Yes, if nothing else, I’m day-dreaming of heading south.
Well, south as in south of the Wakarusa River, may be a direction to keep an eye on in future months. Plans have been filed at the Lawrence-Douglas County Planning Office for a new commercial development south of the Wakarusa River.
Douglas County property owner Michael Flory has filed plans to rezone 29 acres of property at the southwest corner of U.S. Highway 59 and Leary Road (or North 1100, for those of you who don’t know the Learys) to commercial from agricultural.
For those of you still needing some help with the geography, North 1100 Road is about a mile south of the Wakarusa River. The road basically intersects with U.S. 59 at the point where the highway used to switch from four lanes down to two lanes.
Thus far, the development plans aren’t grand, but they are notable. Flory said he envisions the property developing in phases. The first phase would be a unique type of storage unit development. Flory said he has acquired plans to build storage units that look like typical suburban houses. The portion of the storage units visible from the highway and from North 1100 Road would look like the back of a home with a fenced-in yard. A second phase of the development would call for a neighborhood-oriented convenience store, Flory said. A third phase of the development would be left unplanned for future commercial development.
The plans are notable because they are one of the first signs that development speculation south of the Wakarusa River may be entering a new phase.
Lawrence city commissioners in the coming weeks again will revive discussions of starting construction of a $55 million sewage treatment plant just south of the river.
When that plant gets built, the city will have the ability to provide sewer service to large portions of ground south of the Wakarusa River. Add the fact that a new four-lane highway is running through the area — and the South Lawrence Trafficway just north of the river will be completed — and you’ve got an area that would appear ripe for development.
Flory told me he has owned this 29 acres of property for 10 years in anticipation of the sewage treatment plant being constructed. He’s grown tired of waiting. Flory is applying for the new rezoning through the Douglas County Commission rather than waiting for the property to eventually be annexed into the city limits. But if the county rezones the property to commercial use, then when the day comes that the property gets annexed into the city, it likely automatically would convert over to one of the city’s commercial zoning categories.

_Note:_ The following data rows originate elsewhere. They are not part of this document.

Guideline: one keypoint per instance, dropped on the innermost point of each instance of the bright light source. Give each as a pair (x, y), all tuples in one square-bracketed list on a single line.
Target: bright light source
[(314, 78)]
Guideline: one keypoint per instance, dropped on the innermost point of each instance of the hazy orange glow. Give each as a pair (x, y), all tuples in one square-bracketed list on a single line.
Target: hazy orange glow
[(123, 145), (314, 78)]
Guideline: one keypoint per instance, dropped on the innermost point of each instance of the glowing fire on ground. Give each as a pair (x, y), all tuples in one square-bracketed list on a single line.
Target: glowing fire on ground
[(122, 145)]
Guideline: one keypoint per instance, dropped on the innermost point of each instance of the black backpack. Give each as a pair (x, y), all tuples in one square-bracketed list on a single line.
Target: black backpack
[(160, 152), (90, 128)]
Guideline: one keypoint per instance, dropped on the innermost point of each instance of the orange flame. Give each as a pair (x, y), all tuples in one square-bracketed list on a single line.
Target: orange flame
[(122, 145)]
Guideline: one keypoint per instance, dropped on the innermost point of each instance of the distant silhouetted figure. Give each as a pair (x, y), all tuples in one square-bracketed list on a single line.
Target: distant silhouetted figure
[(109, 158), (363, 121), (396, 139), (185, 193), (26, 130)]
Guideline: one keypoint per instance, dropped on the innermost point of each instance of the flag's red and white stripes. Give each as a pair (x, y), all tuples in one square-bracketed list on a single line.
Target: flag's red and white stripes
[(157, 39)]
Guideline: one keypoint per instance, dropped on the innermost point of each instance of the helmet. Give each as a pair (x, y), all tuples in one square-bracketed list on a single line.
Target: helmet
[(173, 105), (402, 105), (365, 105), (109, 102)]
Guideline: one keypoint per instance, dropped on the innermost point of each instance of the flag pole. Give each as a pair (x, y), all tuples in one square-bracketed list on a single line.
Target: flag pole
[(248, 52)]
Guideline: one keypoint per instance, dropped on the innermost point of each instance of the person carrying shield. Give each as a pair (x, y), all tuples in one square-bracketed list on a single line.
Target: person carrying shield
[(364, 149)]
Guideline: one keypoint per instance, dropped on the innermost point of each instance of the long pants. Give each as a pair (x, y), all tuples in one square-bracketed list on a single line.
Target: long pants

The rezoning request will need to win approval from both the Planning Commission and the Douglas County Commission. Assuming those approvals, Flory said he would like to get started on the storage unit development in the next year.
As for the bigger decision on the $55 million sewage treatment plant, I expect city commissioners to have a discussion on that in March. I believe this current city commission would like to make some decisions about the future of water and sewer rates before the new commission is sworn into office in early April.
But the sewage issue will be worth watching closely. (Aren’t you jealous of my job? “What did you do today, Chad? I kept an eye on the sewage situation.”) Even if this current group of city commissioners decides to move forward with the $55 million plant, there still will be plenty of time for the next batch of city commissioners to change course on the project.
The rate implications of the new plant — along with other improvements — are expected to cost the average Lawrence homeowner about $500 in extra water and sewer bills over the next five years. If the city doesn’t get the new plant built in time, though, the city likely would have to place limits on new construction in the future. I expect water and sewer rates will become an issue in the current City Commission campaign. In other words, our politics and our sewer are going to mix.
Now, I bet you are really jealous of my job. Soon, when I find what I’m looking for in my closet, you’ll be jealous of my wardrobe too.